City council will consider legislation Wednesday to permit the board of control to hire contractors for up to $1 million, from Youngstown’s American Rescue Plan funds, to demolish about 75 to 100 vacant houses. Council also will vote at its Wednesday meeting to allow the board to enter into a contract for up to $100,000 for asbestos testing on about 100 vacant structures.
The two proposals come from the $3 million city council set aside in ARP money to address issues with the worst vacant houses in Youngstown. After the two allocations, the fund will have about $500,000 left in it, said Michael Durkin, the city’s code enforcement and blight remediation superintendent. “By the end of this year, we’ll be pretty much at the end of the line with demos,” Durkin said. “After this, we’d have at the most, 50 houses that need to come down. It will grow a little. There will always be some, but it’s more manageable.”

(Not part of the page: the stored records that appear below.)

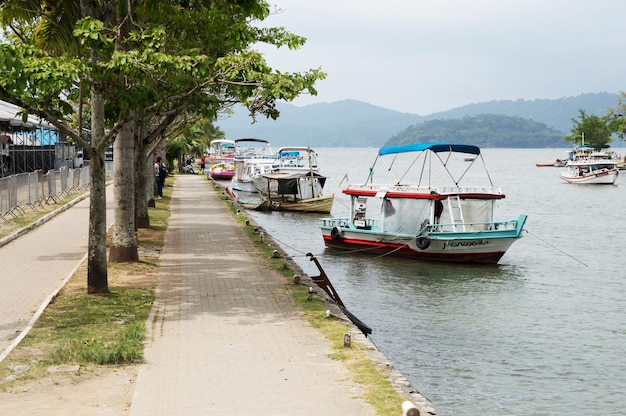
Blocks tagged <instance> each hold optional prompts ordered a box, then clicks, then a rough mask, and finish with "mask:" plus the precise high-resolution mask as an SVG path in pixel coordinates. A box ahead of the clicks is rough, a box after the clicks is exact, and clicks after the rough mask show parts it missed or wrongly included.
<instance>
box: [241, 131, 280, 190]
mask: <svg viewBox="0 0 626 416" xmlns="http://www.w3.org/2000/svg"><path fill="white" fill-rule="evenodd" d="M275 159H276V155H275V154H274V153H272V147H271V146H270V143H269V142H268V141H267V140H263V139H255V138H244V139H237V140H235V158H234V161H235V175H234V176H233V179H232V181H231V188H232V189H233V190H235V191H239V192H249V193H258V191H259V190H258V183H255V179H257V178H260V177H261V176H262V175H265V174H267V173H271V172H273V171H274V170H275V166H274V165H275Z"/></svg>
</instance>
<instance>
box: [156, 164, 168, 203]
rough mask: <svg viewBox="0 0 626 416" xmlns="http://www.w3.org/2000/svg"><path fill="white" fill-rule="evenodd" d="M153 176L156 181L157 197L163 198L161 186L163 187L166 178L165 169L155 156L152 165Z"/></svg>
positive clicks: (161, 188) (166, 171) (162, 191)
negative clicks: (155, 179)
mask: <svg viewBox="0 0 626 416" xmlns="http://www.w3.org/2000/svg"><path fill="white" fill-rule="evenodd" d="M154 174H155V175H156V181H157V197H158V198H159V199H161V198H163V186H164V185H165V177H166V176H167V169H166V167H165V163H163V162H162V159H161V156H157V158H156V162H155V163H154Z"/></svg>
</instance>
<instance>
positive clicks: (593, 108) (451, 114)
mask: <svg viewBox="0 0 626 416" xmlns="http://www.w3.org/2000/svg"><path fill="white" fill-rule="evenodd" d="M619 97H620V94H610V93H608V92H601V93H592V94H591V93H590V94H581V95H577V96H576V97H563V98H558V99H554V100H548V99H535V100H522V99H519V100H515V101H512V100H498V101H488V102H484V103H477V104H468V105H464V106H462V107H458V108H454V109H452V110H448V111H443V112H440V113H434V114H430V115H428V116H426V117H425V118H424V119H425V120H433V119H444V120H445V119H451V118H463V117H465V116H477V115H481V114H502V115H505V116H514V117H522V118H527V119H531V120H535V121H538V122H539V123H543V124H545V125H546V126H548V127H550V128H553V129H555V130H558V131H560V132H563V133H565V134H566V135H567V134H569V132H570V129H571V127H572V119H573V118H578V110H580V109H583V110H585V111H586V112H587V114H589V115H592V114H594V115H597V116H604V115H606V111H607V110H608V109H609V108H612V107H615V106H616V105H617V100H618V99H619Z"/></svg>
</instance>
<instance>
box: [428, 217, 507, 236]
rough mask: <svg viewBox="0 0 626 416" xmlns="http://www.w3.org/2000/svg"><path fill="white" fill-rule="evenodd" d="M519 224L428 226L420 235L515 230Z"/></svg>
mask: <svg viewBox="0 0 626 416" xmlns="http://www.w3.org/2000/svg"><path fill="white" fill-rule="evenodd" d="M517 224H518V220H508V221H486V222H481V221H477V222H462V223H442V224H428V225H426V226H425V227H424V229H423V230H422V231H421V232H420V233H419V234H420V235H422V234H429V233H437V232H444V233H445V232H482V231H503V230H515V229H517Z"/></svg>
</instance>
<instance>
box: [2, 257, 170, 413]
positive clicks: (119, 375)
mask: <svg viewBox="0 0 626 416" xmlns="http://www.w3.org/2000/svg"><path fill="white" fill-rule="evenodd" d="M147 253H150V255H149V256H146V254H147ZM158 253H159V249H157V248H149V247H148V248H146V247H142V252H141V261H140V262H137V263H127V264H119V265H118V264H111V265H110V266H109V268H108V270H109V274H108V281H109V287H110V288H115V287H126V288H144V289H145V288H154V287H155V286H156V281H157V276H158ZM155 254H157V255H156V256H155ZM86 267H87V266H86V264H83V265H82V266H81V267H80V268H79V269H78V270H77V272H76V273H75V274H74V276H73V277H72V278H71V279H70V280H69V281H68V282H67V284H66V285H65V287H64V288H63V290H62V291H61V293H60V294H59V296H64V295H68V294H72V293H76V292H86V290H87V278H86V276H87V269H86ZM11 358H18V359H19V361H21V362H33V361H36V360H40V359H42V358H43V356H42V352H41V351H40V350H38V349H36V348H23V347H22V348H17V349H16V350H14V351H13V352H12V353H11ZM139 367H140V366H139V365H126V366H123V367H111V366H96V365H90V366H86V367H81V368H80V369H79V370H78V371H76V370H75V368H60V369H58V370H59V371H53V372H47V373H46V374H44V375H42V376H41V377H38V378H37V379H35V380H23V381H18V382H17V383H16V384H15V385H13V386H12V387H11V388H10V389H8V390H7V391H0V414H2V415H28V416H39V415H42V416H43V415H46V416H61V415H63V416H66V415H81V416H92V415H94V416H95V415H116V416H117V415H126V414H128V413H129V411H130V405H131V402H132V396H133V392H134V388H135V381H136V379H137V372H138V371H139ZM17 370H18V371H19V370H20V369H17ZM64 370H70V371H64ZM72 370H73V371H72ZM25 371H29V370H25ZM9 380H10V379H9ZM6 381H7V380H0V383H3V382H6ZM3 390H5V389H3Z"/></svg>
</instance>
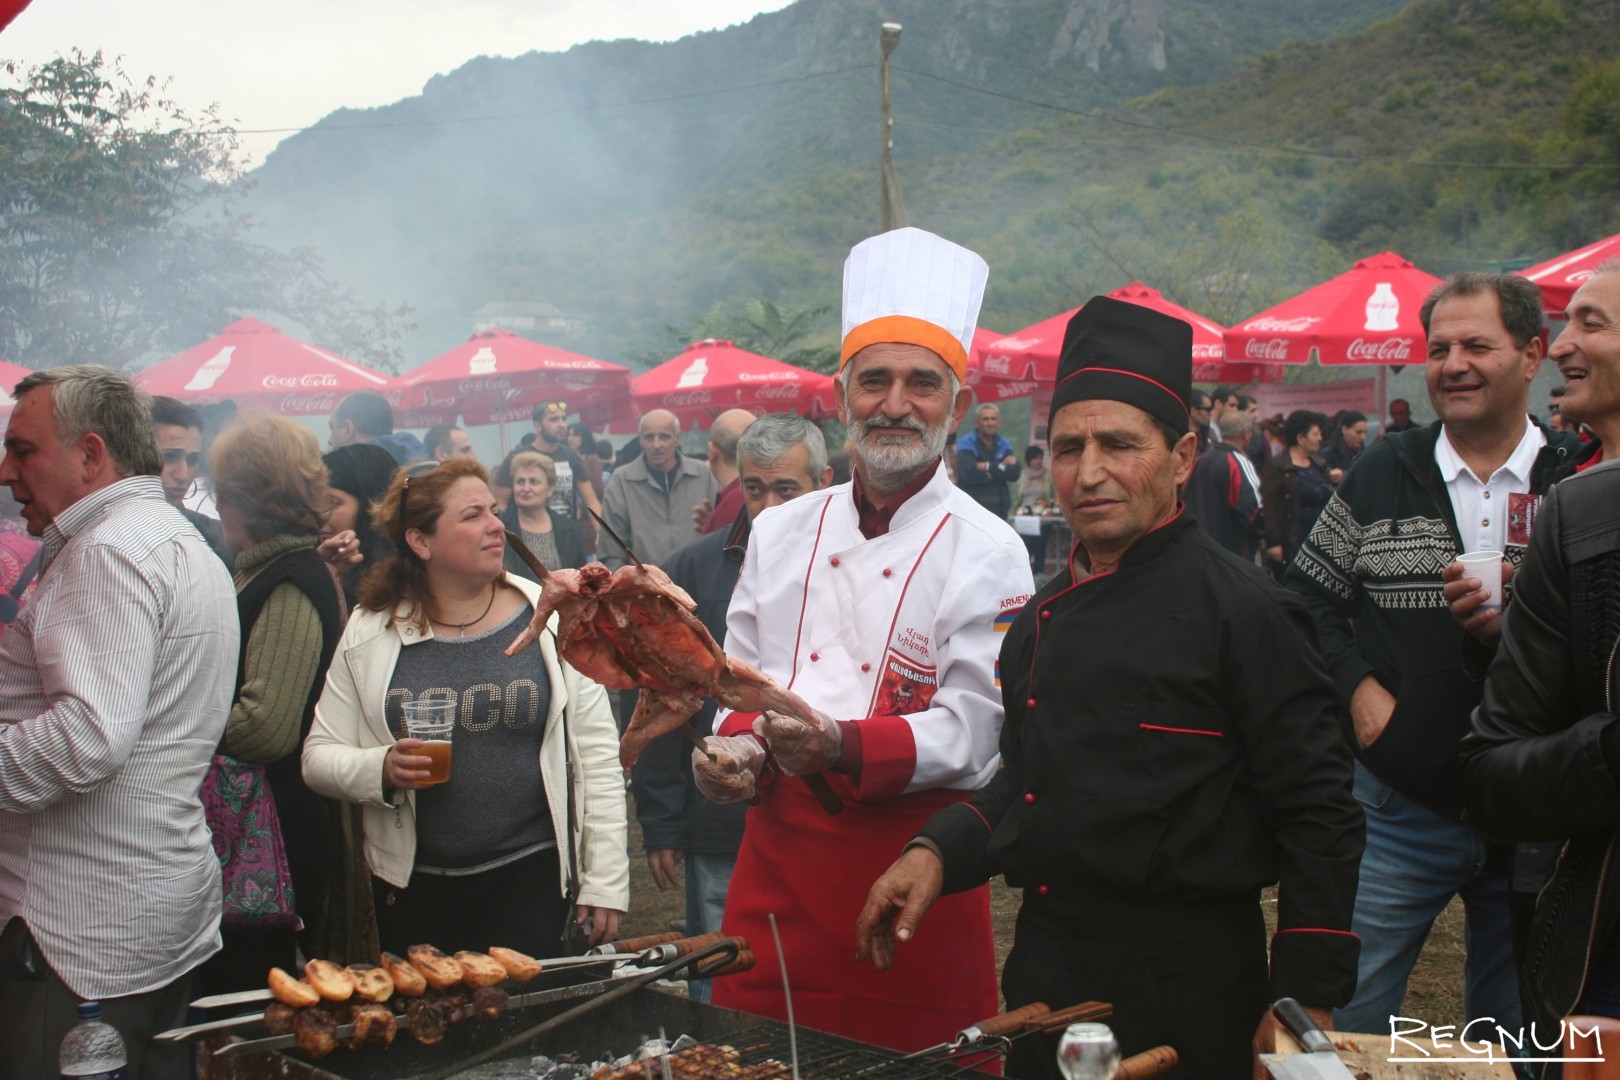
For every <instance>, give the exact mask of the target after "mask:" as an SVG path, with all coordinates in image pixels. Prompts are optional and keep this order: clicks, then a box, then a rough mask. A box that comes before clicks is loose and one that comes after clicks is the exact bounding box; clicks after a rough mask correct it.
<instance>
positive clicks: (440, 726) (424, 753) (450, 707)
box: [400, 698, 455, 784]
mask: <svg viewBox="0 0 1620 1080" xmlns="http://www.w3.org/2000/svg"><path fill="white" fill-rule="evenodd" d="M400 711H402V712H403V714H405V733H407V735H410V737H411V738H420V740H421V748H420V750H416V753H418V755H421V756H424V758H429V759H431V761H433V764H429V766H428V780H426V782H428V784H444V782H445V780H449V779H450V735H454V733H455V701H450V699H447V698H418V699H416V701H407V703H405V704H402V706H400Z"/></svg>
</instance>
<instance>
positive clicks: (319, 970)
mask: <svg viewBox="0 0 1620 1080" xmlns="http://www.w3.org/2000/svg"><path fill="white" fill-rule="evenodd" d="M305 978H306V980H309V984H311V986H314V993H318V994H321V999H322V1001H348V999H350V997H353V996H355V976H353V975H350V973H348V972H345V970H343V968H340V967H337V965H335V963H332V962H330V960H311V962H309V963H306V965H305Z"/></svg>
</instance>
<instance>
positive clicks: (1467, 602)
mask: <svg viewBox="0 0 1620 1080" xmlns="http://www.w3.org/2000/svg"><path fill="white" fill-rule="evenodd" d="M1440 580H1442V581H1445V585H1443V586H1442V588H1440V594H1442V596H1443V597H1445V606H1447V607H1450V609H1452V619H1455V620H1456V622H1458V623H1460V625H1461V627H1463V630H1466V631H1468V633H1471V635H1474V636H1476V638H1479V640H1481V641H1484V643H1486V644H1489V646H1490V648H1495V644H1497V641H1498V640H1500V638H1502V606H1500V604H1498V606H1497V607H1489V609H1484V610H1482V609H1481V607H1479V606H1481V604H1484V602H1486V601H1487V599H1490V593H1489V591H1487V589H1482V588H1479V578H1469V576H1466V575H1464V570H1463V563H1460V562H1453V563H1450V565H1448V567H1447V568H1445V570H1442V572H1440ZM1511 580H1513V563H1511V562H1507V560H1505V559H1503V560H1502V585H1507V583H1508V581H1511Z"/></svg>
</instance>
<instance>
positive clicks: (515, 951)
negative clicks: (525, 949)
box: [489, 946, 539, 983]
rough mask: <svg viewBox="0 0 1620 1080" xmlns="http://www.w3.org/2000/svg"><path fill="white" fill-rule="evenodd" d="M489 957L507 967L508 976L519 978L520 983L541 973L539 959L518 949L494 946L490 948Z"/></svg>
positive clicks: (529, 978) (517, 980)
mask: <svg viewBox="0 0 1620 1080" xmlns="http://www.w3.org/2000/svg"><path fill="white" fill-rule="evenodd" d="M489 959H491V960H494V962H496V963H499V965H501V967H504V968H505V973H507V978H512V980H517V981H518V983H527V981H528V980H531V978H535V976H536V975H539V960H536V959H535V957H530V955H523V954H522V952H518V950H517V949H502V947H501V946H492V947H491V949H489Z"/></svg>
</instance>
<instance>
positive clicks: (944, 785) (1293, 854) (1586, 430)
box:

More than 2,600 vacant houses have been demolished in Youngstown since 2017, according to statistics provided by Durkin. There were 621 taken down in 2017, 646 in 2018 and 513 in 2019. But it has slowed down since then, with under 250 annually between 2020 and 2022, and increasing to 264 last year, he said. City council approved using $8 million of the city’s $82.8 million ARP award on Dec. 15, 2021, for the abatement and demolition of properties throughout Youngstown.
The city kept the money set aside and didn’t do demolitions with the ARP money as it awaited word on an application for a grant through the Ohio Building Demolition and Site Revitalization Program. The Mahoning County Land Bank on Dec. 6, 2022, was awarded $6.9 million for demolition work, including $5.3 million to take down about 500 vacant houses in Youngstown. Of the 264 houses demolished last year in Youngstown, 176 came from city ARP funds, 27 were done by private property owners at their personal expense and 61 from the land bank, Durkin said.
The land bank will do more than 350 demolitions in the city this year and will finish the rest in 2025, Durkin said. The remaining $500,000 in the ARP demolition fund will either go toward more demolitions or could be reallocated by city council for other projects, Durkin said. The city has to allocate all of its ARP money by Dec. 31.